Let’s help preserve East Rockaway
To The Editor:
I have lived in East Rockaway with my family since 1992. It has been a blessing, and we are truly grateful to be here.
Since the moratorium on breaking up oversized lots to build additional houses has been lifted, which was reported in the Herald last April, a precedent is being set to add multiple houses where one original house stood. This leads to overcrowding, loss of green space, compromised safety for residents, heavy burdens on support systems like the police and fire departments, as well as tremendous demands on existing utilities. Traffic issues, privacy problems and architectural discord could ultimately lead our once charming village down a path of no return.
I received a letter that a meeting at the East Rockaway Village Hall was being held on April 3 regarding tearing down 82 Centre Ave. — one of the last of the original mansions in the community — with the intention of building three new houses on the property. Though the Victorian house is a hard-sell due to the cost of property maintenance and land taxes, the possibility of losing this piece of architectural history and its park-like grounds,which support a wealth of wildlife, is beyond heart-wrenching.
A better option might be restoring the original house (which is not centered on the property) and building one new house on the remaining lot. This could ensure a successful sale of the existing home and property to a builder who, in turn, would make a profit selling the two houses situated on large lots, since the cost of upkeep and land taxes would now be divided between two families.

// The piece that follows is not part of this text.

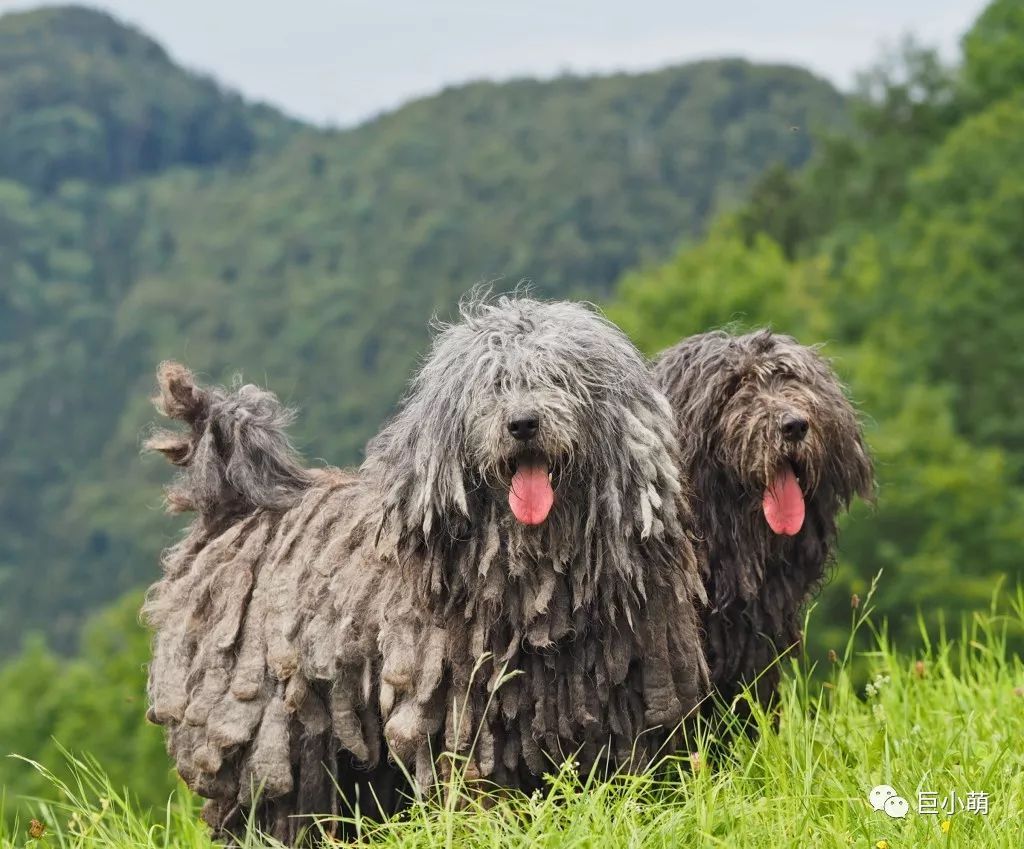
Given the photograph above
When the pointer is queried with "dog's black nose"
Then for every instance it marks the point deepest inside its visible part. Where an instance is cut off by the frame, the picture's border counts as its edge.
(794, 428)
(524, 427)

It would also be a way to save a beautiful architectural treasure. The option of building one new house next to the original would create less crowding on a block already congested with extensive traffic from the elementary school, the Clark Street Fire House and the Centre Avenue Long Island Rail Road station.
Once properties in East Rockaway are routinely divided and original homes are torn down, there is no going back. This could spell the demise of our neighborhood, comprised of many families who moved here to escape the crowded conditions experienced while previously living in New York City. Let’s each do our part by becoming involved to ensure responsible decision-making that will help keep East Rockaway the fair village and cozy neighborhood it has long been.
Jo Schneider-Leonsky, East Rockaway
Hats off to Lynbrook’s newest author
To the Editor:
I just read Lynbrook High School junior Emma Lenz’s new, 24-page children’s book, “Memories of Lynbrook.” It is wonderful to see a Lynbrook student bring local history to a young audience in such a compelling way. I especially liked the illustrations.
The Historical Society of East Rockaway and Lynbrook goes to great efforts to engage students to become interested in our area’s past. Seeing the fruits of that labor in this remarkable book makes it all worthwhile. I hope it becomes a local best-seller. Those interested can purchase it on Amazon.